The network is trained with weighted binary cross-entropy loss:

$$ \mathcal{L} = -\frac{1}{N}\sum_{i=1}^{N}\left[w^+ \cdot y_i \log \hat{p}_i + (1 - y_i)\log(1 - \hat{p}_i)\right] $$

where $w^+ = N^-/N^+$ compensates for class imbalance. We optimize with Adam ($\beta_1 = 0.9, \beta_2 = 0.999, \eta = 10^{-3}$) for 30 epochs with batch size 2048.

A.4 Evaluation Metrics¶

Area Under the ROC Curve (AUC): Measures the probability that a randomly chosen defaulter is scored higher than a randomly chosen non-defaulter:

$$ \text{AUC} = P(\hat{p}(X^+) > \hat{p}(X^-)) = \frac{\sum_{i: y_i=1}\sum_{j: y_j=0} \mathbb{1}[\hat{p}_i > \hat{p}_j]}{N^+ \cdot N^-} $$

Kolmogorov-Smirnov Statistic (KS): The maximum vertical distance between the cumulative distribution functions of scores for defaulters and non-defaulters:

$$ \text{KS} = \max_t \left|F_1(t) - F_0(t)\right| = \max_t \left|\text{TPR}(t) - \text{FPR}(t)\right| $$

where $F_1$ is the CDF of scores for the default class and $F_0$ for the non-default class. In credit scoring, KS > 0.4 is generally considered a strong model.

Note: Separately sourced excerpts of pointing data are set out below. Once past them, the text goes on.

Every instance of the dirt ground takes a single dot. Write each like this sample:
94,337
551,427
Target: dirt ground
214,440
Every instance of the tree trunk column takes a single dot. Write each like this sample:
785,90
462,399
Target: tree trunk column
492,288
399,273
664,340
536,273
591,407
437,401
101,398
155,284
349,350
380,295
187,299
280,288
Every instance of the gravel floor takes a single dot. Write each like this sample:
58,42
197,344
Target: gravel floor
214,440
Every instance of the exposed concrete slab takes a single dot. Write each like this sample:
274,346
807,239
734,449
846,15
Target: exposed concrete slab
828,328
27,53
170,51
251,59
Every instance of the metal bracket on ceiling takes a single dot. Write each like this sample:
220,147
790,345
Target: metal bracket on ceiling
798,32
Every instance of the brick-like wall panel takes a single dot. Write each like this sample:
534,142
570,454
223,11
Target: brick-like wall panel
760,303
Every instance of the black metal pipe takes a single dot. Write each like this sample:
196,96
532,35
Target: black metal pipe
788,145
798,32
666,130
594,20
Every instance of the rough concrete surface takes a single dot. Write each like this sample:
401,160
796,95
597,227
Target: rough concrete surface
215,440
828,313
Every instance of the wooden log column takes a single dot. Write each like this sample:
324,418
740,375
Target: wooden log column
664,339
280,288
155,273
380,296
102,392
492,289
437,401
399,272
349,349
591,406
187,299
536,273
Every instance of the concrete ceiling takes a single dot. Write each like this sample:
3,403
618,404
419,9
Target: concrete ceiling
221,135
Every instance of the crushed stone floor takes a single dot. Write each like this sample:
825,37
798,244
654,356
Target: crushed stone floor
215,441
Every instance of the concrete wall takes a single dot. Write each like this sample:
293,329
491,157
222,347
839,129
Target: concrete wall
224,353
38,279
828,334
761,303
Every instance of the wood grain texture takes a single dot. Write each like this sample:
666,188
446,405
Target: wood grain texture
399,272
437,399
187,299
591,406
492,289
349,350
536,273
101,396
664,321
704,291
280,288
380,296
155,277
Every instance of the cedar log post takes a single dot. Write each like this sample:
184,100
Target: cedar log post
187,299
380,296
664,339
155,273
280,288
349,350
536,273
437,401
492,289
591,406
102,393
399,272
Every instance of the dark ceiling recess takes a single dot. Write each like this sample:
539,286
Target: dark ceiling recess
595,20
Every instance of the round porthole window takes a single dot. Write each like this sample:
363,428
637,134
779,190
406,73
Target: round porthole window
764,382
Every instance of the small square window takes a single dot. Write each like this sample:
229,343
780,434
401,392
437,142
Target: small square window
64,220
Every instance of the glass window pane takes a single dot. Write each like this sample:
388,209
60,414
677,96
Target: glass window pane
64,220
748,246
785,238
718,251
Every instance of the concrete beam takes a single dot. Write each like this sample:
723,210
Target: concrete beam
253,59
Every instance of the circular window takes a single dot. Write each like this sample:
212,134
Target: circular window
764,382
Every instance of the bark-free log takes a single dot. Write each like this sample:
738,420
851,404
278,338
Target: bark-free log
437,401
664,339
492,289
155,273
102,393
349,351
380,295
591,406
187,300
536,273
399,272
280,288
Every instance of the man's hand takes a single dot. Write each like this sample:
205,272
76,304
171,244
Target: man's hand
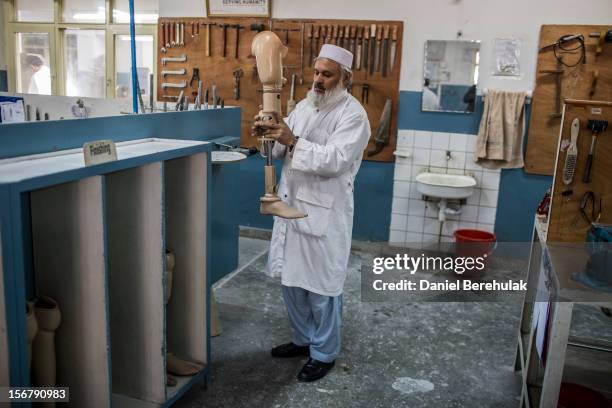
280,131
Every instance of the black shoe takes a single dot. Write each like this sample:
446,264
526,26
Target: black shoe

Gini Coefficient: A rescaled version of AUC that maps the [0.5, 1.0] range to [0, 1]:

$$ \text{Gini} = 2 \cdot \text{AUC} - 1 $$

Equivalently, it equals the area between the Lorenz curve and the line of equality. In credit scoring, Gini > 0.6 indicates good discriminative power.

A.5 Disparate Impact Analysis¶

The four-fifths rule, originally from EEOC employment guidelines and widely applied in fair lending, states that a selection procedure has adverse impact if the selection rate for any protected group is less than four-fifths (80%) of the rate for the group with the highest rate:

$$ \text{DI}_{g} = \frac{P(\text{Deny} \mid G = g)}{P(\text{Deny} \mid G = g_{\text{ref}})} \quad \Longrightarrow \quad \text{Flag if } \text{DI}_g < 0.8 \text{ or } \text{DI}_g > 1.25 $$

We use the median state denial rate as the reference group $g_{\text{ref}}$ to identify outlier states on both ends of the distribution. Note that disparate impact is a necessary but not sufficient condition for discrimination -- flagged disparities may be justified by legitimate business necessity if the underlying risk factors are demonstrably predictive and there is no less discriminatory alternative.